Three architects – Richard Carbonnier (Nunavut, Canada), Giuseppe Mecca (Italy), and Catherine Rannou (France) – have been selected as the joint winners of the Arctic Perspective Initiative open architecture competition. The challenge of this international competition was to design a zero-footprint mobile research unit for use by local populations in the Arctic. The unit is intended to facilitate a diverse range of technological research opportunities, such as remote sensing, environmental monitoring, video editing and streaming, and communications systems.

The three winning entries, each awarded €1500, were selected by an expert jury from 103 submissions from architects and engineers in more than 30 countries. The competition was the first phase of a design process, the next phase of which will involve working with the winning submissions through a collaborative design effort with local community members from Nunavut, Canada. A prototype unit will be tested in the field next year in Igloolik, Nunavut, by local media workers, hunters, youth and elders of the community.

API is committed to the empowerment and sustainable development of Northern communities through the collaboration and combination of science, arts, engineering and culture. The unit aims to serve as a model for mobile research in the north, incorporating proven local expertise, sustainable resources, and high tech solutions, while promoting open source data sharing strategies and management. All required power will come from green sources.

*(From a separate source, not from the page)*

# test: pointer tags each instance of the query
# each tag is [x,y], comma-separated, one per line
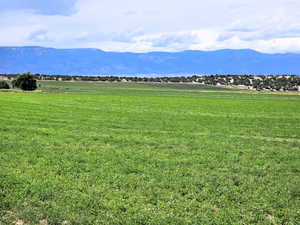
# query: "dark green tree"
[4,85]
[26,82]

The Arctic Perspective Initiative (API) is a transnational art, science, and culture work group composed of HMKV (Germany), The Arts Catalyst (UK), Projekt Atol (Slovenia), Lorna (Iceland) and C-TASC (Canada). API is the brainchild of Marko Peljhan and Matthew Biederman, who met and worked together for the first time as crewmembers of the Makrolab mkII in Blair Atholl, Scotland in 2002. API intends to direct attention to the global cultural and ecological significance of the Polar Regions. In light of the effects of climate change, the Arctic is simultaneously a zone of crucial contemporary geopolitical controversy and a space with an opportunity for transnational, circumpolar, and intercultural cooperation and collaboration. API aims to do this through the empowerment of the local citizens of the North via new communications, sensing, aggregation, transmission and information sharing through participatory and open technology methodologies.

The design competition is but the first step towards what will develop, in 2010, into a large-scale (artistic) research project, the results of which will be documented in the exhibition ARCTIC PERSPECTIVE – THIRD CULTURE 2010. The exhibition will be on view from 11 June - October 2010 at PHOENIX Halle Dortmund, Germany, during the European Capital of Culture RUHR.2010 as well as the international media-art conference ISEA2010 RUHR.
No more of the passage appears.